What data architects do
The role of data architects is much broader than that of data modelers. The job encompasses an array of responsibilities associated with the scope of an enterprise's data strategy that embraces a combination of on-premises platforms and cloud data and application services. A data architect's tasks include the following:
- Outline the data standards and principles that govern data management across data environments, including hybrid on-premises and multi-cloud.
- Scope the types of data management frameworks to be used, including RDBMSes for transactional and operational processing; data warehouses, data marts and data lakes for analytical processing; and end-user data querying and visualization tools.
- Consider operational demands and performance expectations as well as costs and devise a strategy for managing data and applications, increasingly in the cloud.
- Implement a data catalog for listing enterprise data assets along with their characteristics, where those assets are located, access controls and classification of data sensitivity.
- Supervise the use of data modeling tools and technologies, guide the data modelers in developing their models, oversee the data modeling processes and maintain a metadata repository for capturing "data intelligence" about the corporate data landscape.
- Oversee the selection and implementation of data management tools that align with development processes and methodologies.
- Develop and maintain a reference architecture that includes the specification of data domains used across different business applications and organizational lines of business. This framework contributes to the development of an enterprise master data management strategy for unifying domain representations and reducing unnecessary data replication.
- Document how data flows from origination and acquisition points across systems and applications and oversee the development, management and monitoring of data pipelines.
- Outline data integration techniques and processes and select tools for implementation and oversight of integration efforts.
- Specify data access methods and architecting data services to support downstream self-service accessibility for data scientists and analysts.
- Document data quality rules and expectations and select and implement tools for managing and reporting compliance with the data quality requirements.
- Define data protection policies and select the right technologies to implement the policies.
- Monitor, audit and report compliance with internal data standards, externally defined regulations and policies, and performance expectations.
Data modeling and data architecture: Different yet complementary
Clearly there are differences in data modeling vs. data architecture, essentially reflecting a "micro" (modeling) versus a "macro" (architecture) perspective.
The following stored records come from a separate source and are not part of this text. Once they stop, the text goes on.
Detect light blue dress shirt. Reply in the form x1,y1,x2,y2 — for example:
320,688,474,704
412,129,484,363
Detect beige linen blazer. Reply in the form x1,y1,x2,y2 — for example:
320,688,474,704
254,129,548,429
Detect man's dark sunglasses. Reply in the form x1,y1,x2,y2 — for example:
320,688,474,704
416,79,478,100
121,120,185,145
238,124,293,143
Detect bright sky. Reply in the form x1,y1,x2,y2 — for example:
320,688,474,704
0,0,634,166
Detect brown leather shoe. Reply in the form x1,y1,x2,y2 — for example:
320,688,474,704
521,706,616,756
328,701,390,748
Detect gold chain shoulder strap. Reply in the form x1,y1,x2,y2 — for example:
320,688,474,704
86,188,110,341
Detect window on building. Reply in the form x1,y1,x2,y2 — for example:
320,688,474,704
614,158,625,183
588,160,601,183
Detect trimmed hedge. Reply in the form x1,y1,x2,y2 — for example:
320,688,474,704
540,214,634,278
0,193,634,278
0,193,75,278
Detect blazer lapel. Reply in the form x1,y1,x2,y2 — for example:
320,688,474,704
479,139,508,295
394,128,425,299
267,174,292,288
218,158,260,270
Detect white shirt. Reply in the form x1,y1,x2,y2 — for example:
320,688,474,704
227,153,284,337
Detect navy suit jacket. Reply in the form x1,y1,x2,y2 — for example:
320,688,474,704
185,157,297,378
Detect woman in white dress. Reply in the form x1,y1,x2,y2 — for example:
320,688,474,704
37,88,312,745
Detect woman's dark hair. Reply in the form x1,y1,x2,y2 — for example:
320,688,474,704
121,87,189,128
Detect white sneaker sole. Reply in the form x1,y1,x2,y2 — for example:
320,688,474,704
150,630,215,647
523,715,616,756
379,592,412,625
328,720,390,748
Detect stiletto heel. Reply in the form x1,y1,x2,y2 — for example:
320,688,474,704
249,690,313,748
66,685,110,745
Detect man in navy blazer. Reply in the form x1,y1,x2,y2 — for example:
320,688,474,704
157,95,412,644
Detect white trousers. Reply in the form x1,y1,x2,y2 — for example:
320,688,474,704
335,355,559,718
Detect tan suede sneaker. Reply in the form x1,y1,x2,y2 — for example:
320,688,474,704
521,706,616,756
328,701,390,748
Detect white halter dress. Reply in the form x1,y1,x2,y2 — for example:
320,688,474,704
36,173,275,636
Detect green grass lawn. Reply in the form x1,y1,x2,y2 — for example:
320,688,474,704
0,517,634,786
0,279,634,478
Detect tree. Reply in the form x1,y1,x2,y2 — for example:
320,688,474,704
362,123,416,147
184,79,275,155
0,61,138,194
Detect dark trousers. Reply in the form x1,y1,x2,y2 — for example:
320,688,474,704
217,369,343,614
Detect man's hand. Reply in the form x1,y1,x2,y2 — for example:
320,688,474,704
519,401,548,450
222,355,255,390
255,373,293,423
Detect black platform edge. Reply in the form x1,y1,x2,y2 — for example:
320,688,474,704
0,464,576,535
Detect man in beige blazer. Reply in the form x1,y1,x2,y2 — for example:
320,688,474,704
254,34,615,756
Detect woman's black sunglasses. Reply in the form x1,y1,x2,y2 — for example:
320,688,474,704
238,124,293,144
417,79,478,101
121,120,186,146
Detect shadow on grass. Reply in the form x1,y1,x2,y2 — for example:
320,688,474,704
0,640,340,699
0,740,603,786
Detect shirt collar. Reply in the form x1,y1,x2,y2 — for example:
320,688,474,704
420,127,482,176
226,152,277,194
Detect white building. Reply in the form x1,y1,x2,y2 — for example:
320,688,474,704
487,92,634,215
Data modeling focuses on the details, content and structure of all the corporate data assets. The goal is to represent business concepts, their relationships and the domains of values that can populate each entity's attributes.
Data architecture focuses on the global level of the data platforms and tools as well as the standards and guidelines for the policies, processes and oversight of enterprise data management. The goal is to establish a solid framework for corporate data processing, organization and usage.
In the process, data modeling and data architecture complement each other. Well-defined data models not only provide the basis for devising enterprise data storage, access and protection policies, but they also inform the data architect's selections of platforms, tools and technologies. An established data architecture simplifies the data modeler's job, especially when good tools and best practices are provided to frame how enterprise data concepts are defined and attributed.
An integrative approach to data modeling and data architecture indicates that an enterprise has attained a high level of data management maturity.